Polisin yığıldığı sokaklarda da birkaç deneme yapılmıştı göstermelik olarak.
Hemen yaka paça toplanmışlardı daha kapılara yanaşmadan. Birini yakalıyorlar
üçü birden başka bir sokakta başlıyordu derken elli kadar sokaklıyı, aç kalmışı
topladılar kapılara dokunmadan. İhbar üzerineydi, şüphe üzerineydi bütün
yakalamalar.
Ertesi gün
gazetelerde manşetler boy boydu. “Devrimciler harekete geçti, on kuyumcuyu
soydular güpegündüz. Polisler izlerini sürüyor.” Zafer, gazetecide okuduklarına inanamadı.
Harekât çok başarılıydı. Henüz nakde dönüş haberini alamamıştı.
Sivil polis
aynı sokaktaydı halen.
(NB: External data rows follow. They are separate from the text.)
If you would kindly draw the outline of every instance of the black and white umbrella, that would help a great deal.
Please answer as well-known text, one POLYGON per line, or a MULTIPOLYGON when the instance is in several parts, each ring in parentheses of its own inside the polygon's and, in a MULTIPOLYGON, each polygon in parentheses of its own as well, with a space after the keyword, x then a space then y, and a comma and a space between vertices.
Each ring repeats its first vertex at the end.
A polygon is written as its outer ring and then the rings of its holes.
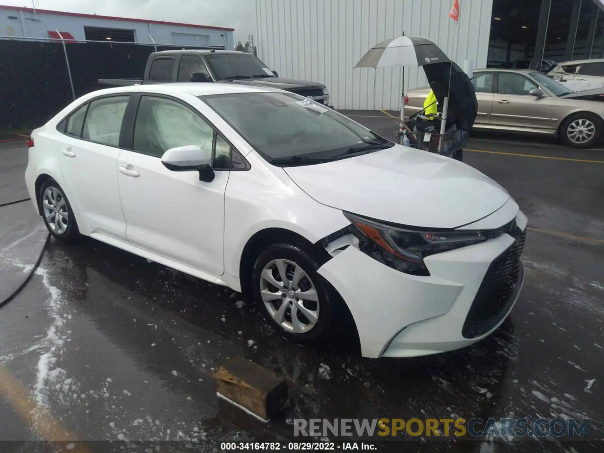
POLYGON ((451 60, 436 44, 421 36, 387 39, 370 48, 355 68, 423 66, 451 60))

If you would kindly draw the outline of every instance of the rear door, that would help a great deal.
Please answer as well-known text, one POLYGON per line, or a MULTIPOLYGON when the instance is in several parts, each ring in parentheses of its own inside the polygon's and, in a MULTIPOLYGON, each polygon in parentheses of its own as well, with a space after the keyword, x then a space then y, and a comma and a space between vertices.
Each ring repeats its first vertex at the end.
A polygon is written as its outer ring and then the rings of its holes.
POLYGON ((83 233, 126 238, 117 185, 117 158, 129 95, 96 98, 68 118, 61 172, 83 233))
POLYGON ((490 124, 506 129, 543 129, 551 127, 554 100, 547 93, 543 97, 528 93, 539 88, 524 74, 498 72, 490 124))
POLYGON ((488 124, 490 122, 493 110, 493 96, 495 87, 495 75, 493 71, 474 72, 472 83, 476 90, 478 101, 478 112, 474 124, 476 126, 488 124))
POLYGON ((230 144, 198 111, 179 99, 144 94, 132 113, 129 149, 122 152, 118 162, 128 241, 222 275, 230 144), (165 151, 185 145, 213 151, 213 181, 199 181, 194 171, 170 171, 161 163, 165 151))

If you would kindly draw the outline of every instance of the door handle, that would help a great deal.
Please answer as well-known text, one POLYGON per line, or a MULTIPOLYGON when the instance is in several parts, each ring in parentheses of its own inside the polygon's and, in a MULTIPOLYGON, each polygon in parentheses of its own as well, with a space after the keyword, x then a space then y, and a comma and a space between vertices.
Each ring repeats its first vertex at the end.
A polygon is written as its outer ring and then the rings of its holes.
POLYGON ((120 170, 120 173, 123 173, 124 175, 127 175, 129 176, 133 176, 134 178, 137 178, 137 176, 140 176, 140 174, 138 173, 138 172, 137 172, 135 170, 128 170, 128 169, 126 168, 125 167, 119 167, 118 168, 120 170))

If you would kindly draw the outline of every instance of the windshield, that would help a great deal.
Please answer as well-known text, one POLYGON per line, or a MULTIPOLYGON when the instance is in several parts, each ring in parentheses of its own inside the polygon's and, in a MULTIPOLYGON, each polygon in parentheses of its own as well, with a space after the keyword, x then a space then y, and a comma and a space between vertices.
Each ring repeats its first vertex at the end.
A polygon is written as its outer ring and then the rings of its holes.
POLYGON ((310 165, 394 146, 335 111, 292 93, 199 98, 274 165, 310 165))
POLYGON ((205 59, 219 80, 275 77, 262 62, 249 54, 208 54, 205 59))
POLYGON ((529 75, 539 82, 539 85, 547 88, 558 97, 573 92, 571 90, 568 89, 562 83, 558 83, 556 80, 553 80, 544 74, 530 72, 529 75))

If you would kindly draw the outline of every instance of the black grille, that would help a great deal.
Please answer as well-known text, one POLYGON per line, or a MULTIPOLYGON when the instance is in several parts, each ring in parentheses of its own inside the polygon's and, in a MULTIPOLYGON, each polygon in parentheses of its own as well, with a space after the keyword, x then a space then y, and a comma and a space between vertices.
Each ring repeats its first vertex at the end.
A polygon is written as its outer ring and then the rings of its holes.
MULTIPOLYGON (((509 233, 516 241, 491 263, 470 307, 461 332, 466 338, 480 336, 501 320, 520 282, 522 272, 520 255, 524 247, 526 231, 521 231, 515 223, 513 228, 513 231, 509 233)), ((497 236, 501 233, 500 231, 497 236)))

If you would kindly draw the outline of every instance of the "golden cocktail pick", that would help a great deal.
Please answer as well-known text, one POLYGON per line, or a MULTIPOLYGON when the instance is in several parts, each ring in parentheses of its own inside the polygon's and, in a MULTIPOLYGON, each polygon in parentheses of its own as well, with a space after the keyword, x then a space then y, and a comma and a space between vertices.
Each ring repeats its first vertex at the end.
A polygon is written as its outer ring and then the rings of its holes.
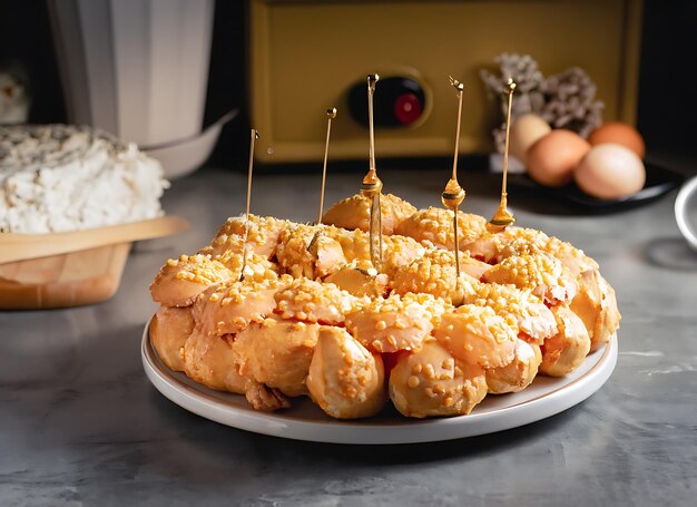
POLYGON ((503 148, 503 181, 501 183, 501 203, 499 204, 499 208, 493 214, 493 217, 487 224, 487 228, 491 232, 500 232, 503 231, 509 225, 516 223, 516 218, 513 218, 513 214, 508 211, 508 193, 505 192, 505 181, 508 176, 508 148, 509 148, 509 139, 511 134, 511 107, 513 105, 513 90, 516 89, 516 82, 513 82, 512 78, 508 78, 508 82, 505 84, 505 89, 503 92, 508 95, 508 114, 505 115, 505 146, 503 148))
POLYGON ((370 223, 370 241, 371 241, 371 263, 373 267, 380 271, 382 264, 382 217, 380 209, 380 192, 382 191, 382 182, 377 177, 375 169, 375 130, 373 128, 373 94, 375 92, 375 84, 380 79, 376 74, 367 76, 367 119, 370 131, 370 168, 363 177, 361 193, 372 199, 371 202, 371 223, 370 223))
POLYGON ((322 191, 320 192, 320 213, 317 214, 317 224, 322 223, 322 213, 324 211, 324 186, 326 184, 326 159, 330 155, 330 133, 332 131, 332 120, 336 118, 336 108, 326 110, 326 143, 324 144, 324 167, 322 168, 322 191))
POLYGON ((462 92, 464 85, 450 77, 450 84, 458 90, 458 128, 455 130, 455 155, 452 163, 452 175, 445 185, 445 189, 441 194, 443 206, 452 211, 452 224, 454 232, 454 251, 455 251, 455 287, 460 283, 460 238, 458 237, 458 207, 464 201, 464 189, 458 183, 458 154, 460 150, 460 123, 462 120, 462 92))
POLYGON ((247 212, 245 218, 245 241, 242 250, 242 271, 239 272, 239 281, 245 279, 245 267, 247 267, 247 238, 249 237, 249 203, 252 202, 252 169, 254 167, 254 144, 259 138, 259 133, 252 129, 249 140, 249 169, 247 170, 247 212))

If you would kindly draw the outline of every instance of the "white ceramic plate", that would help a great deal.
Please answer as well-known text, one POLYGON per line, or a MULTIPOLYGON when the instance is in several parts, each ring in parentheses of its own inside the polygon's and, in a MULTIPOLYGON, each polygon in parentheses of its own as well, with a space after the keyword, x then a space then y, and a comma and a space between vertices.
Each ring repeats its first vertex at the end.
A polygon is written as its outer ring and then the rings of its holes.
POLYGON ((538 377, 521 392, 488 396, 469 416, 406 419, 394 409, 363 420, 338 421, 308 399, 293 400, 282 412, 253 410, 240 394, 213 391, 173 372, 143 333, 143 365, 150 382, 179 407, 234 428, 274 437, 334 443, 416 443, 474 437, 539 421, 580 403, 608 380, 617 363, 617 335, 590 354, 571 374, 538 377))

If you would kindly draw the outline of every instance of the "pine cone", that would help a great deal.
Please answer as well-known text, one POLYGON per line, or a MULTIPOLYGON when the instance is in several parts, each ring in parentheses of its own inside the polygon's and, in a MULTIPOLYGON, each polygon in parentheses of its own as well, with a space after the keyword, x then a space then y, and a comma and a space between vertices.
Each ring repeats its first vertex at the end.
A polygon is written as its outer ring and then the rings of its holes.
MULTIPOLYGON (((503 99, 503 90, 509 77, 516 81, 516 96, 511 108, 511 118, 527 113, 541 114, 544 107, 542 86, 544 77, 538 62, 530 55, 502 53, 494 61, 499 64, 500 76, 482 70, 480 76, 490 95, 500 99, 501 115, 505 118, 508 103, 503 99)), ((505 123, 492 130, 493 140, 499 153, 503 153, 505 144, 505 123)))
POLYGON ((540 116, 553 128, 568 128, 587 138, 602 123, 605 105, 595 100, 596 84, 586 71, 570 68, 542 85, 544 107, 540 116))
MULTIPOLYGON (((511 120, 527 113, 540 115, 553 128, 568 128, 587 138, 602 123, 605 105, 595 100, 596 84, 580 68, 573 67, 544 79, 538 62, 530 55, 502 53, 494 61, 499 64, 500 76, 482 70, 480 76, 489 95, 499 99, 501 115, 505 118, 508 101, 503 90, 505 81, 516 81, 516 95, 511 108, 511 120)), ((505 121, 492 130, 499 153, 505 145, 505 121)))

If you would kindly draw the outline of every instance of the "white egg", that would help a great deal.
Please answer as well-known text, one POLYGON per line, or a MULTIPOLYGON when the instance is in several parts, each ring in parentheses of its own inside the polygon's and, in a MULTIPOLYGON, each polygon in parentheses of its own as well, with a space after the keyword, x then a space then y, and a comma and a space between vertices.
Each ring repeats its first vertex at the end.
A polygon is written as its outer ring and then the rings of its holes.
POLYGON ((628 197, 644 187, 641 159, 618 144, 593 146, 573 169, 573 181, 588 195, 601 199, 628 197))
POLYGON ((552 127, 538 115, 519 116, 511 124, 509 153, 526 164, 528 148, 551 131, 552 127))

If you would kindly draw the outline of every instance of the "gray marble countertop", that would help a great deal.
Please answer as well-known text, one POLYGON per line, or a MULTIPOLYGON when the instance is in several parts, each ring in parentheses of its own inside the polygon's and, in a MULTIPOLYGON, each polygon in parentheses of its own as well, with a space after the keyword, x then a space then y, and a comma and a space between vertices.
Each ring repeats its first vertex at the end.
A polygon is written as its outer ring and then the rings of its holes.
MULTIPOLYGON (((327 202, 354 193, 362 173, 332 175, 327 202)), ((491 215, 498 178, 461 173, 465 211, 491 215)), ((448 168, 381 177, 386 192, 423 207, 440 205, 448 168)), ((318 187, 316 172, 259 174, 252 211, 312 221, 318 187)), ((694 505, 697 254, 679 236, 675 194, 588 216, 512 192, 519 224, 583 248, 615 286, 617 368, 596 394, 549 419, 391 447, 245 432, 180 409, 148 382, 139 345, 156 309, 150 280, 243 211, 244 194, 239 173, 205 168, 177 181, 164 205, 195 227, 137 244, 110 301, 0 312, 0 505, 694 505)))

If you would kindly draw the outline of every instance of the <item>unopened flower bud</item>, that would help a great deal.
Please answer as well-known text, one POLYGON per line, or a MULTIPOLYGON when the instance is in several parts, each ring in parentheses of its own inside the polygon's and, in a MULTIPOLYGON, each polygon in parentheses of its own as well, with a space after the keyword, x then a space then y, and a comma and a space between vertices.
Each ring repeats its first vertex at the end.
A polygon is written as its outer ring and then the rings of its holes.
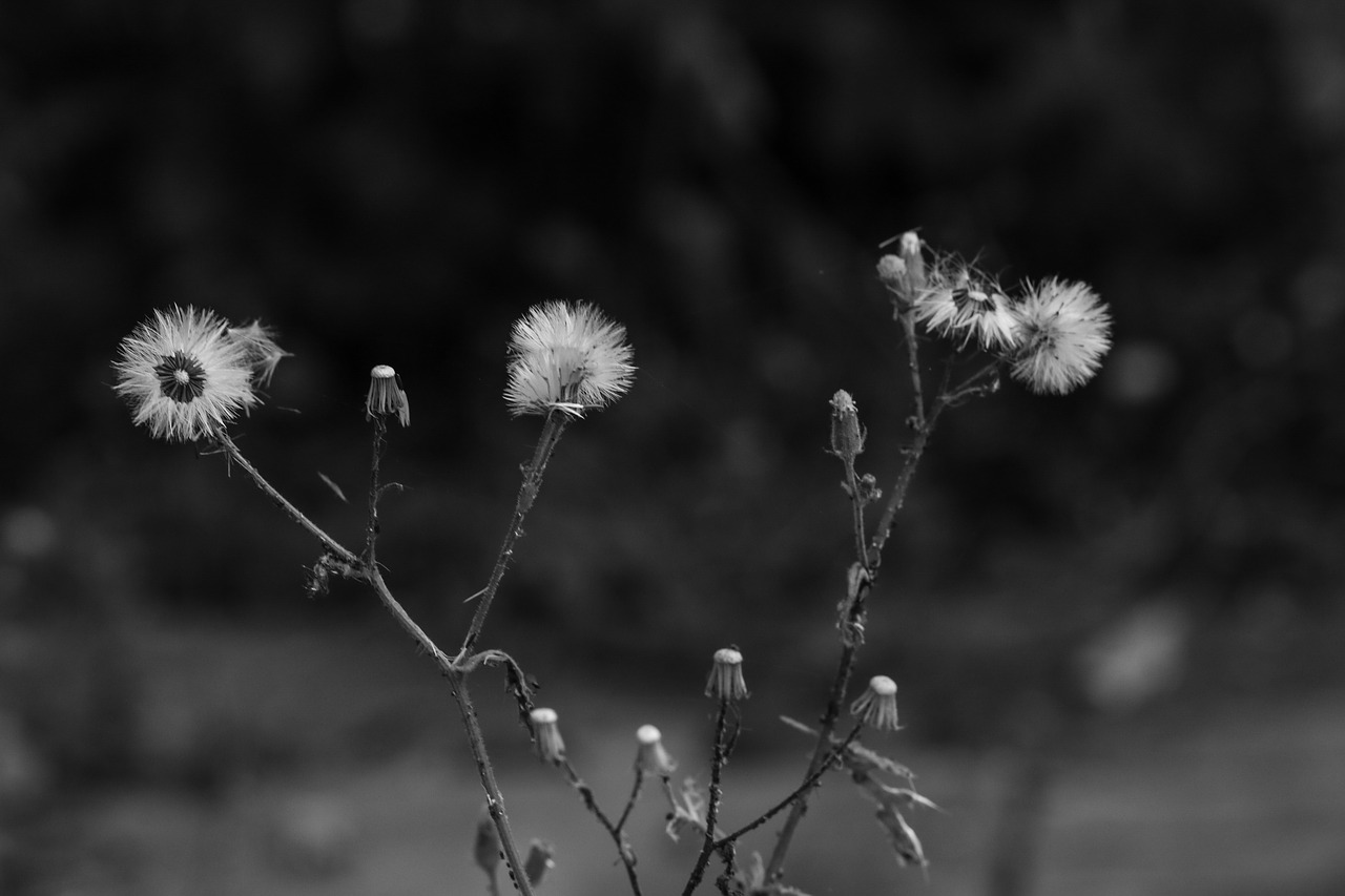
POLYGON ((656 775, 667 778, 677 771, 677 763, 663 748, 663 735, 654 725, 640 725, 635 732, 639 741, 639 751, 635 753, 635 768, 642 775, 656 775))
POLYGON ((543 763, 560 766, 565 761, 565 741, 561 739, 561 728, 557 724, 560 716, 554 709, 539 706, 534 709, 529 718, 533 721, 533 733, 537 736, 537 755, 543 763))
POLYGON ((554 856, 555 848, 545 839, 534 839, 529 844, 527 858, 523 860, 523 873, 527 874, 529 884, 537 887, 542 883, 546 872, 555 868, 554 856))
POLYGON ((714 700, 742 700, 748 696, 741 652, 732 647, 714 651, 714 667, 705 683, 705 696, 714 700))
POLYGON ((907 262, 897 256, 882 256, 878 258, 878 280, 893 292, 905 288, 907 262))
POLYGON ((874 675, 857 701, 850 704, 850 714, 878 731, 897 731, 897 682, 886 675, 874 675))
POLYGON ((495 869, 500 864, 500 834, 495 829, 495 819, 491 818, 490 810, 484 806, 482 807, 482 818, 476 822, 476 842, 472 844, 472 858, 476 860, 477 868, 491 877, 495 876, 495 869))
POLYGON ((920 249, 920 234, 908 230, 901 234, 901 261, 907 265, 907 284, 913 292, 925 288, 924 253, 920 249))
POLYGON ((847 464, 863 453, 863 429, 859 426, 859 409, 845 389, 831 396, 831 453, 847 464))
POLYGON ((369 371, 369 398, 364 401, 364 417, 397 414, 404 426, 412 425, 412 405, 402 389, 402 378, 387 365, 378 365, 369 371))

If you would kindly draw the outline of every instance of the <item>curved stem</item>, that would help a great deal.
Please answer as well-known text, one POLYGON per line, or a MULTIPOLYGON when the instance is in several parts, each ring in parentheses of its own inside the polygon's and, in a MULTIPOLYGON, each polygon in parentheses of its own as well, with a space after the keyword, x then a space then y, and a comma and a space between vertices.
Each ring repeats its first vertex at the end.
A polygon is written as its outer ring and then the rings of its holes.
POLYGON ((751 834, 753 830, 756 830, 761 825, 767 823, 768 821, 783 813, 785 809, 790 807, 791 803, 806 796, 810 790, 812 790, 814 787, 818 786, 818 783, 820 783, 822 776, 827 774, 827 768, 831 767, 831 763, 834 763, 837 757, 841 753, 843 753, 851 743, 854 743, 854 739, 859 736, 861 728, 862 728, 861 725, 855 725, 854 728, 850 729, 850 733, 846 735, 845 740, 842 740, 839 744, 833 745, 827 756, 823 759, 822 764, 818 766, 816 771, 804 778, 803 783, 799 784, 792 794, 781 799, 771 809, 761 813, 761 815, 759 815, 756 821, 748 822, 746 825, 737 829, 732 834, 725 834, 724 837, 714 841, 714 848, 722 849, 724 846, 728 846, 729 844, 741 839, 746 834, 751 834))
POLYGON ((272 486, 269 482, 266 482, 266 478, 262 476, 261 472, 258 472, 258 470, 252 465, 252 461, 243 457, 242 452, 238 451, 238 445, 234 444, 234 440, 229 437, 227 432, 221 429, 218 433, 215 433, 215 440, 219 443, 219 447, 225 449, 225 453, 229 456, 229 460, 238 464, 243 470, 243 472, 252 476, 253 482, 257 483, 258 488, 266 492, 266 496, 270 498, 272 503, 284 510, 289 515, 289 518, 293 519, 296 523, 307 529, 311 535, 313 535, 317 541, 323 544, 323 548, 335 554, 338 560, 351 566, 360 565, 359 557, 356 557, 351 550, 348 550, 335 538, 323 531, 317 526, 317 523, 315 523, 312 519, 304 515, 304 511, 292 505, 289 499, 285 498, 282 494, 276 491, 276 487, 272 486))
MULTIPOLYGON (((593 813, 593 817, 597 818, 597 823, 603 826, 608 835, 611 835, 612 842, 616 844, 616 854, 621 860, 621 865, 625 868, 625 877, 631 883, 632 896, 642 896, 640 879, 635 873, 635 853, 631 852, 629 844, 625 842, 625 838, 621 834, 621 827, 625 825, 625 817, 629 814, 629 807, 635 802, 633 798, 631 803, 627 805, 627 811, 621 814, 621 819, 613 825, 612 819, 609 819, 607 813, 604 813, 597 805, 597 796, 593 795, 593 788, 589 787, 582 778, 580 778, 578 772, 574 771, 574 766, 572 766, 568 759, 561 763, 561 771, 565 772, 565 778, 570 782, 570 787, 578 791, 585 809, 593 813)), ((640 772, 636 771, 635 775, 636 780, 639 780, 640 772)), ((639 790, 639 784, 636 784, 636 790, 639 790)))
POLYGON ((495 780, 495 767, 491 766, 491 757, 486 752, 486 735, 482 733, 482 725, 476 718, 476 706, 472 704, 472 697, 467 690, 467 675, 451 669, 445 673, 445 677, 452 685, 453 700, 457 702, 457 712, 463 717, 463 728, 467 729, 467 743, 472 749, 472 759, 476 760, 476 772, 482 779, 482 788, 486 791, 486 809, 491 814, 491 821, 495 822, 495 830, 500 835, 500 850, 504 853, 504 864, 508 866, 510 877, 514 881, 514 887, 522 896, 533 896, 533 885, 527 881, 527 874, 523 870, 523 861, 518 856, 518 848, 514 845, 514 831, 508 826, 508 815, 504 813, 504 796, 500 794, 500 786, 495 780))
POLYGON ((710 864, 710 853, 714 852, 714 823, 718 821, 720 799, 724 795, 720 788, 720 775, 728 759, 728 751, 724 747, 728 712, 728 698, 720 700, 720 712, 714 717, 714 755, 710 760, 710 805, 705 810, 705 842, 701 844, 701 854, 695 857, 695 868, 691 869, 691 877, 686 881, 686 889, 682 891, 682 896, 691 896, 691 892, 701 885, 705 866, 710 864))
POLYGON ((374 414, 374 447, 369 460, 369 522, 364 526, 364 565, 375 565, 374 544, 378 541, 378 467, 383 459, 387 424, 382 414, 374 414))
POLYGON ((490 581, 479 592, 480 603, 476 604, 472 624, 467 630, 467 636, 463 638, 463 648, 457 654, 459 659, 471 654, 472 647, 476 646, 476 639, 480 638, 482 628, 486 626, 486 615, 491 611, 491 601, 495 600, 495 592, 499 591, 500 580, 504 578, 504 569, 514 556, 514 542, 523 534, 523 518, 531 510, 533 502, 537 500, 537 492, 542 488, 542 474, 546 472, 546 464, 551 459, 555 443, 561 440, 561 435, 565 432, 568 420, 569 417, 560 410, 553 410, 546 416, 546 422, 542 425, 542 436, 537 443, 537 449, 533 452, 533 461, 523 468, 523 484, 518 490, 514 515, 510 518, 508 529, 504 531, 504 541, 500 544, 500 552, 495 558, 495 568, 491 569, 490 581))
Toplanan arkadaşlarıysa birer ikişer geliyorlardı.
Ertesi günü sabırsızlıkla beklemeye başladı Zafer. Yakalanmış olsalardı şimdiye
kadar haberini alırdı mutlaka. Tereddüt etmenin anlamı yoktu ama elinde
değildi. Korkmuyordu ama hayal kırıklığı da yaratılsın istemiyordu. Sokaklar o
kadar canlıydı ki uzun bir süre bu canlılığını korusun istiyordu.
Zafer durumu
maskelemek için düşündüklerini uygulamaya geçmeye karar verdi. Komiteleri
topladı güvenli bir sokakta ve düşündüklerini aktardı onlara ve oy birliğiyle
kabul edildi önerileri. Öncelikle sokakça uygulamalara, hırsızlık ve kapkaç
olaylarına ağırlık vereceklerdi. Kapkaç yapacakları kişiler oldukça zengin
kişiler olacaktı, fakir fukaraya ilişmek yoktu. “İnce Memed” geldi aklına.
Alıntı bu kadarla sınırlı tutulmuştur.